Какъ ни ничтожно было торжество, одержанное надъ такимъ простымъ человѣкомъ, какимъ былъ Бонасье, но тѣмъ не менѣе кардиналу это доставило на одну минуту большое удовольствіе; затѣмъ, почти тотчасъ же какъ будто какая-то новая мысль промелькнула въ его умѣ, губы сложились въ улыбку и, протянувъ руку торговцу, онъ сказалъ:
-- Встаньте, мой другъ, вы честный малый.
-- Кардиналъ дотронулся до моей руки! Я дотронулся до руки великаго человѣка! вскричалъ Бонасье.-- Великій человѣкъ назвалъ меня своимъ другомъ!
-- Да, мой другъ, да! сказалъ кардиналъ тѣмъ отеческимъ тономъ, который онъ иногда умѣлъ принимать, но который только обманывалъ людей, не знавшихъ его:-- и такъ какъ васъ заподозрили несправедливо,-- ну что жъ!-- васъ надо вознаградить за это: вотъ, возьмите этотъ кошелекъ съ сотнею пистолей и извините меня.
-- Мнѣ извинить васъ, монснньоръ?! сказалъ Бонасье, не рѣшаясь взять кошелекъ, опасаясь, безъ сомнѣнія, что этотъ подарокъ можетъ быть только шуткой.-- Вы, конечно, имѣли полное право велѣть арестовать меня, вы имѣете полное право подвергнуть меня пыткѣ, имѣете полное право повѣсить меня: вы полновластны -- и я не смѣлъ бы сказать ни слова противъ васъ.
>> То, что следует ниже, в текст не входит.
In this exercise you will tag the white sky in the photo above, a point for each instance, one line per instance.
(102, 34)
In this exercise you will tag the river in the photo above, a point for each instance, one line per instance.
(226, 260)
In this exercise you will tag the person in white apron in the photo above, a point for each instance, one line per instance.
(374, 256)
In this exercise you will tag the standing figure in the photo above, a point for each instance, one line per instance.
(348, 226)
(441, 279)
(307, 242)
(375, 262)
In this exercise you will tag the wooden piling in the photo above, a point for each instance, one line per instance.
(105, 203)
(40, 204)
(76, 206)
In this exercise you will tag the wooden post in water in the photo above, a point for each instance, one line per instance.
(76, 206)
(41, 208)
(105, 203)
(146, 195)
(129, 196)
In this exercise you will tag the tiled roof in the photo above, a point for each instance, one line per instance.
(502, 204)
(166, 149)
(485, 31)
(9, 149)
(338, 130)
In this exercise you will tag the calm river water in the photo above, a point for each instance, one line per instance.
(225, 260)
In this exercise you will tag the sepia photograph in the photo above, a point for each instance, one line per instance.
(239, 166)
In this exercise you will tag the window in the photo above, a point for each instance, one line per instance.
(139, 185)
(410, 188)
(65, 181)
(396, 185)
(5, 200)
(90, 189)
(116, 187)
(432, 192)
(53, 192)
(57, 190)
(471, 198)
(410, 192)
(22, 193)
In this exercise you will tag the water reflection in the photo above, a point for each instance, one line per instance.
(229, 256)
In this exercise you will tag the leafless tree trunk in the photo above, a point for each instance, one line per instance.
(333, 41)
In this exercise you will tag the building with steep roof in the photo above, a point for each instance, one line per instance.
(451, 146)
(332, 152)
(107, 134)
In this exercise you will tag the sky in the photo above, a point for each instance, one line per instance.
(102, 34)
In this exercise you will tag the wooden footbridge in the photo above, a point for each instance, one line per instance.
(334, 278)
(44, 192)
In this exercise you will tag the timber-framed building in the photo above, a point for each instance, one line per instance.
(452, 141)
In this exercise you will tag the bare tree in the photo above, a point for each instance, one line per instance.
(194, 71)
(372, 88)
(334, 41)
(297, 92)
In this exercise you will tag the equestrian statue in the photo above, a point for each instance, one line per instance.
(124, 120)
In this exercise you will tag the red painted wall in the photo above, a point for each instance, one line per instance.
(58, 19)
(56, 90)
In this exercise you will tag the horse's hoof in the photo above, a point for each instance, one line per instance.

Васъ извинить, монсиньоръ! Помилуйте, что только вы это говорите!
-- Ахъ, мой любезный Бонасье, я вижу, вы великодушны, благодарю васъ за это. Итакъ, вы возьмете этотъ кошелекъ и уйдете, не совсѣмъ недовольный?
-- Я ухожу въ восторгѣ, монсиньоръ!
-- Въ такомъ случаѣ, прощайте, или скорѣе до свиданія, потому что я надѣюсь, что мы опять увидимся.
-- Когда монсиньору будетъ угодно, я всегда готовь къ услугамъ его высокопреосвященства.
-- Будьте спокойны, мы будемъ часто видѣться, потому что я нахожу необыкновенную прелесть въ вашей бесѣдѣ.
-- О, монсиньоръ!
-- До свиданія, Бонасье, до свиданія!
И кардиналъ сдѣлалъ ему знакъ рукой, на который Бонасье отвѣтилъ поклономъ до земли; затѣмъ, пятясь, вышелъ и едва очутился въ передней, кардиналъ слышалъ, какъ онъ въ восторгѣ закричалъ во все горло: "да здравствуетъ монсиньоръ! да здравствуетъ его высокопреосвященство! да здравствуетъ великій кардиналъ!"
Кардиналъ, улыбаясь, выслушалъ это восторженное изліяніе чувствъ Бонасье; затѣмъ, когда крики Бонасье перестали доноситься до него, онъ замѣтилъ:
-- Хорошо, вотъ человѣкъ, который съ этой минуты готовъ умереть за меня.
И кардиналъ съ большимъ вниманіемъ принялся разсматривать карту Ларошели, разложенную, какъ мы уже сказали, на его столѣ, чертя карандашомъ линію, гдѣ должна была быть заложена знаменитая плотина, которою 18 мѣсяцевъ спустя была заперта гавань осажденнаго города.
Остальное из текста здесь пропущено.